Teachers and parents told the Portland Policy Committee on Nov. 24 that large elementary classes are undermining instruction and teacher retention, and they urged a class-size policy that accounts for multilingual learners, students with IEPs and other needs.
"My son is in classes that are really loud. It's really hard to focus on work," said Emily Liebling, a Reiki parent and 14‑year district teacher, who described fourth-grade classrooms of about 24–25 students. "I'm advocating for a more nuanced and data-driven policy for class sizes that would take into account ... English language learning, ESOL numbers, social-emotional needs, trauma behavior."
The committee heard similar testimony from Reiki fourth-grade teacher Casey Donahue: "Just seeing whether we make the cap or not, that's not data driven. That's just a headcount," she said, arguing that straightforward enrollment cutoffs do not reflect school-level needs.
Why it matters: Committee members said class-size policy could affect equity, instruction and teacher workload across Portland Public Schools. Small schools and schools with high shares of multilingual learners and low-income students may be most sensitive to cap changes.
What the superintendent presented: Dr. Ryan Scallon walked the committee through three tools intended to inform a new IIB class-size policy: a BoardDocs heat map showing school-level ratios of leaders and supports; a model that projects how changing maximum class-size caps affects required teacher counts and approximate costs; and section-level enrollment data from Infinite Campus showing actual class sizes by subject and teacher.

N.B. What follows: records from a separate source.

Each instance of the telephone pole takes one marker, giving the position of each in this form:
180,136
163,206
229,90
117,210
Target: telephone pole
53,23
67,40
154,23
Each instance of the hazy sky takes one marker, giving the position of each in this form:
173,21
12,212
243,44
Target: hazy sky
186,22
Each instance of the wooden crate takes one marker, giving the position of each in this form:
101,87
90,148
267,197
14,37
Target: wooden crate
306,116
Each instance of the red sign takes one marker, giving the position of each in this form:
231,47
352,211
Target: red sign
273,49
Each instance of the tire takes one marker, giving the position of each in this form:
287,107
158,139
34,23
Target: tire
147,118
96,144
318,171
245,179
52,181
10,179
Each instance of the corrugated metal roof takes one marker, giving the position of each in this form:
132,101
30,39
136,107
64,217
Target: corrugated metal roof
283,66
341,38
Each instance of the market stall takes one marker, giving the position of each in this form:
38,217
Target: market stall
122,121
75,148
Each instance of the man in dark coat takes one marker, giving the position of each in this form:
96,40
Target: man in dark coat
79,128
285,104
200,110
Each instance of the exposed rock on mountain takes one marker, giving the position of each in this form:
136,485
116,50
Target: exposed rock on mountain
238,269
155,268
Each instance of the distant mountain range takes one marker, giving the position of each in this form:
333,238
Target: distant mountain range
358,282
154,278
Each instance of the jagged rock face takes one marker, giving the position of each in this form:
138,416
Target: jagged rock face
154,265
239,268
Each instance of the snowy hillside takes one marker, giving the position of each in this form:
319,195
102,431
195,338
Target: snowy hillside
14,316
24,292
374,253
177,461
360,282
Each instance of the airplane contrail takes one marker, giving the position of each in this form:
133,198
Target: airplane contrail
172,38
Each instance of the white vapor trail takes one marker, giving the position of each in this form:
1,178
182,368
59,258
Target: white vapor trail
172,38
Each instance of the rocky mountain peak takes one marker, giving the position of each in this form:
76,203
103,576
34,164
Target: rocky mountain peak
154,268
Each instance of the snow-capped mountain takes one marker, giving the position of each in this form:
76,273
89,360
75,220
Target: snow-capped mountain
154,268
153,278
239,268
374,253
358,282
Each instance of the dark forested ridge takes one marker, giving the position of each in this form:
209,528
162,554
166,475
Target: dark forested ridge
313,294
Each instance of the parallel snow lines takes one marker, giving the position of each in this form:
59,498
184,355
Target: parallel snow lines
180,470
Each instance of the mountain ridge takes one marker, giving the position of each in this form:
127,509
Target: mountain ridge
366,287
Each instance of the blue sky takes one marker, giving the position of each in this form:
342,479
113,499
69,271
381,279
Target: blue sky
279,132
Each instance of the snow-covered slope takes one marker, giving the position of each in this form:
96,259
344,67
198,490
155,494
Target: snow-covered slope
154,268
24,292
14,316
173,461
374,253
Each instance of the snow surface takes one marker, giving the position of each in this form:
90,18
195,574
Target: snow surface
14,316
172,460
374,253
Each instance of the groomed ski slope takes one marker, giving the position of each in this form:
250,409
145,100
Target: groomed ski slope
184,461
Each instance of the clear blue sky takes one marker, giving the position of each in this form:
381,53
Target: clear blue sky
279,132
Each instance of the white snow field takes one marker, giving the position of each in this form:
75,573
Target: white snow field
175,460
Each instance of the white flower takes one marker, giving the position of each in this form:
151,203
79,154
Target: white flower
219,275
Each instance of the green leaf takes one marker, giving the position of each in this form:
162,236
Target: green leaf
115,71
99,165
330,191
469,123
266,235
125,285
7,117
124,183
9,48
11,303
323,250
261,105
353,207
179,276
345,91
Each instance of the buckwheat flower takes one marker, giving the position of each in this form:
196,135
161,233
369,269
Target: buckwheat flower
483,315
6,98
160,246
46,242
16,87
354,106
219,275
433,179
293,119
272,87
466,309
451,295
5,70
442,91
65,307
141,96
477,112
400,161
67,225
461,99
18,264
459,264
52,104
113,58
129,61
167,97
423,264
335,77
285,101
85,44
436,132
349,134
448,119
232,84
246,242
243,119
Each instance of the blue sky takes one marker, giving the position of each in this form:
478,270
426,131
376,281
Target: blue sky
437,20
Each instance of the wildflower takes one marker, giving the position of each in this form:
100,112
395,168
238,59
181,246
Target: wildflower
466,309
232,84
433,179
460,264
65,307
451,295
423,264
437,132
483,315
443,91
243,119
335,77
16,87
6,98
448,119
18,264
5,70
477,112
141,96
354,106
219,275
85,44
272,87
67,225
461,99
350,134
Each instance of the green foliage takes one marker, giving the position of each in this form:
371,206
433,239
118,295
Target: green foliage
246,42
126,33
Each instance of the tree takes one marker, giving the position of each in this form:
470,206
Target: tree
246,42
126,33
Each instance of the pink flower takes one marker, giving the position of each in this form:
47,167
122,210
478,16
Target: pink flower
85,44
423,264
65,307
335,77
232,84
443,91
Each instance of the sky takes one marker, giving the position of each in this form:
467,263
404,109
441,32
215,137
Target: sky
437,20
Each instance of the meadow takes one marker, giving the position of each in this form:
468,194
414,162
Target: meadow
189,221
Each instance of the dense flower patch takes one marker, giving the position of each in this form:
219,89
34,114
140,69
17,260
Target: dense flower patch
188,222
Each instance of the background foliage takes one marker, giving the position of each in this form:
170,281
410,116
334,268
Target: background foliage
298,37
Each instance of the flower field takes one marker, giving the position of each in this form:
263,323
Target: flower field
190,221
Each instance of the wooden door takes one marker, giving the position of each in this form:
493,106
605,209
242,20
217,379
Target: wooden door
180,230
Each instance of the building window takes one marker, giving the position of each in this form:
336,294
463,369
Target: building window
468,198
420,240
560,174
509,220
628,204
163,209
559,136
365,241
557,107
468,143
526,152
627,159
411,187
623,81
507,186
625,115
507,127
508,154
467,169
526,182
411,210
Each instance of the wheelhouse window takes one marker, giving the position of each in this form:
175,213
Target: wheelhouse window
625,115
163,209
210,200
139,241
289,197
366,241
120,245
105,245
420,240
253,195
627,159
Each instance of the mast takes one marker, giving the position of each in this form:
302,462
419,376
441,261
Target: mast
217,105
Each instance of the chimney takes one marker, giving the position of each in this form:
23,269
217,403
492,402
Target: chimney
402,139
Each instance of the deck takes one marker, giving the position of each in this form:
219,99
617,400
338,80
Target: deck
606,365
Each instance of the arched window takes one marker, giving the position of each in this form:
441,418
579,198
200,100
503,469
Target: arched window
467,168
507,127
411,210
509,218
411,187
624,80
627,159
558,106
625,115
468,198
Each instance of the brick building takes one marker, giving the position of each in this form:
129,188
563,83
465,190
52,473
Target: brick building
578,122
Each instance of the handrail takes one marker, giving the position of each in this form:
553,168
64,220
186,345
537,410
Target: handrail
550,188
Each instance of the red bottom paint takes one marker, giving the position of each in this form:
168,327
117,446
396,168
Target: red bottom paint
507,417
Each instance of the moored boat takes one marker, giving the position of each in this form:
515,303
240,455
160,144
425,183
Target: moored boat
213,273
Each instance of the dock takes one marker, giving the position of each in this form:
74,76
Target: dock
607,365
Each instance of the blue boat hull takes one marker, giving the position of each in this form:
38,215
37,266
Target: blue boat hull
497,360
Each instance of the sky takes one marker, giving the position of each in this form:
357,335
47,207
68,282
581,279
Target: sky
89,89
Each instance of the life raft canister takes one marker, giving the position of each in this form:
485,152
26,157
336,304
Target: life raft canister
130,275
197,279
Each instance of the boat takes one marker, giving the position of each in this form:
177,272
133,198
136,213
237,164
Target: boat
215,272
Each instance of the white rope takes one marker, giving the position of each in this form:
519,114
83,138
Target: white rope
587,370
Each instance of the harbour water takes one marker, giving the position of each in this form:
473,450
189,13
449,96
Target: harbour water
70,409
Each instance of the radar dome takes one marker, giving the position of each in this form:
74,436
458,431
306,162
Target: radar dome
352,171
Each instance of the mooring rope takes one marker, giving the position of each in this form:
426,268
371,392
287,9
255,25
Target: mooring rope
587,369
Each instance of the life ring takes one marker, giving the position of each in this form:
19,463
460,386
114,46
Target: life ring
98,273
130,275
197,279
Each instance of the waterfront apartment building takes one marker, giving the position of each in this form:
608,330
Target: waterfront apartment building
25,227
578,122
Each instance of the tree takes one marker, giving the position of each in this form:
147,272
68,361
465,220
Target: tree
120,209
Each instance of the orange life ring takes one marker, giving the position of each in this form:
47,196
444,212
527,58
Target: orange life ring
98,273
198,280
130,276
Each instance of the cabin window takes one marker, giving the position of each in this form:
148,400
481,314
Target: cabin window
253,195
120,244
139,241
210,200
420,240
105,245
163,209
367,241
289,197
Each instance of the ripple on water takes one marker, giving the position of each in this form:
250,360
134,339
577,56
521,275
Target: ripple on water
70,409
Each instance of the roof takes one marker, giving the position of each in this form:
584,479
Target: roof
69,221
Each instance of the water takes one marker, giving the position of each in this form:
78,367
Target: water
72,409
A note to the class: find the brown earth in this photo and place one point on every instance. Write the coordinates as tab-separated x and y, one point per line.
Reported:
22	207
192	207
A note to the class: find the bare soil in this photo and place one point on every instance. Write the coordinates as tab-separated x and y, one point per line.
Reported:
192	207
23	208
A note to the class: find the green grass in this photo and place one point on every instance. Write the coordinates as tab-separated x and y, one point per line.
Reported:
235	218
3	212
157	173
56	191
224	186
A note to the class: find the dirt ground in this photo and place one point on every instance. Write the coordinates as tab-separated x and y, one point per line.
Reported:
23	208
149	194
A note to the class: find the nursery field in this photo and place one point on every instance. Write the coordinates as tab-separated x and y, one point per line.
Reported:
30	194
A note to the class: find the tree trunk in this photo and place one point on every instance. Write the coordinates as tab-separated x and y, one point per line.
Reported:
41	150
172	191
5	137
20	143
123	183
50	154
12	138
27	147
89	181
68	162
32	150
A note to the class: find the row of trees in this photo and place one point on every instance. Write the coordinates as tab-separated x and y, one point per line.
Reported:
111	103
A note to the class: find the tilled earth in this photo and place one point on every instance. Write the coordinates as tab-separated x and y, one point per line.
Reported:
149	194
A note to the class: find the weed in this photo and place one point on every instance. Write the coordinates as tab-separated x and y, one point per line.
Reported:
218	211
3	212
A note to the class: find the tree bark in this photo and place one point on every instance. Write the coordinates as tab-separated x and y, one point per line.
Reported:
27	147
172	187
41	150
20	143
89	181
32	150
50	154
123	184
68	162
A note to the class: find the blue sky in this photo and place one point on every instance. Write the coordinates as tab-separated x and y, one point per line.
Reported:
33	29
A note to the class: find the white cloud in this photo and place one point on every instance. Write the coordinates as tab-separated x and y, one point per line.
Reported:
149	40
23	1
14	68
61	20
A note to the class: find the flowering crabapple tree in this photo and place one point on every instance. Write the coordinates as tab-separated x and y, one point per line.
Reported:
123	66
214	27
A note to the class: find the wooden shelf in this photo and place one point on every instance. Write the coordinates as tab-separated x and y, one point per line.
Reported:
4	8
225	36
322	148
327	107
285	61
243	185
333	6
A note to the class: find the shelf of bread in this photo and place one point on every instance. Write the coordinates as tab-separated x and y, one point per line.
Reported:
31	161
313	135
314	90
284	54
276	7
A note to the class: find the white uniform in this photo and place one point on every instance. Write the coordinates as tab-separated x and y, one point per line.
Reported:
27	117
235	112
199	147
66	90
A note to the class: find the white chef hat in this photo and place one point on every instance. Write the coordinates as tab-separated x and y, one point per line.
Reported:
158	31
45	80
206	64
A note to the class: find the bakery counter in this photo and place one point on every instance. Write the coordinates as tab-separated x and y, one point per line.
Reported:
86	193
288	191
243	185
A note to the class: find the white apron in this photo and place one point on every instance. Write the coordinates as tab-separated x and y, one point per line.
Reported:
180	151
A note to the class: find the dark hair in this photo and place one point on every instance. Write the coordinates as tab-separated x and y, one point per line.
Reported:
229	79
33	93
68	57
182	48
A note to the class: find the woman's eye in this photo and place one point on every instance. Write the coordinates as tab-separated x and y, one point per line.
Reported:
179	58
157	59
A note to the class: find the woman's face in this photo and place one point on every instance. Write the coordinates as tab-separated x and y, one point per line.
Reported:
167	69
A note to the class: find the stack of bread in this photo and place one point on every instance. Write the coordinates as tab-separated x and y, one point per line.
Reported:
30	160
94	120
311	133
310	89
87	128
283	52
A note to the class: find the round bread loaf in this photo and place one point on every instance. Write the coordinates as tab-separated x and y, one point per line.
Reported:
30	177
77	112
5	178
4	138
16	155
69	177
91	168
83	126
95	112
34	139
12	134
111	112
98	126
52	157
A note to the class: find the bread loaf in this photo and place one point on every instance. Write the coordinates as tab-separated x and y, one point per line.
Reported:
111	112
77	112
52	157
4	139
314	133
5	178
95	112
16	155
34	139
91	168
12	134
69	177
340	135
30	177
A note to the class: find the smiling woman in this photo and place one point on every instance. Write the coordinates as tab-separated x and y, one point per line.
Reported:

Scallon used illustrative scenarios to show trade-offs. For example, lowering kindergarten caps from 20 to 15 (an illustrative example) would add about 11 teachers at an approximate cost of $1,100,000 based on current October 1 enrollment data; changing K–5 caps to 16 in the model added roughly 66 teachers and an estimated $6,700,000 in salary and benefits. Scallon cautioned these are estimates that do not include future cost-of-living adjustments or space constraints.
The presentation also highlighted that changes in caps tend to benefit smaller schools more than larger ones: "Longfellow would drop by 7; Ocean by 4; Presumscott by 5 and a half," Scallon said when illustrating the modeled effects. He pointed to Reiki’s November 6 section data showing fourth-grade class sizes of 22, 22 and 24 as evidence the classroom experience matches public comment.
Board responses and next steps: Committee members pressed for options that prioritize high-need schools. Scallon recommended piloting targeted supports (for example, adding EdTechs to specific Title I classrooms) with time-bound evaluations rather than immediately adopting districtwide caps. He also recommended soliciting feedback from elementary-network leaders to decide where limited investments would have the most impact.
The committee did not vote on a class-size policy on Nov. 24; members asked staff to provide a cleaned-up draft, share the tools (some are available publicly on BoardDocs and in the meeting materials), and gather building-leader input to inform the next discussion.
Ending: The committee agreed to continue the IIB discussion at a future meeting after staff-produced, school-leader-informed recommendations and clearer budget projections are available.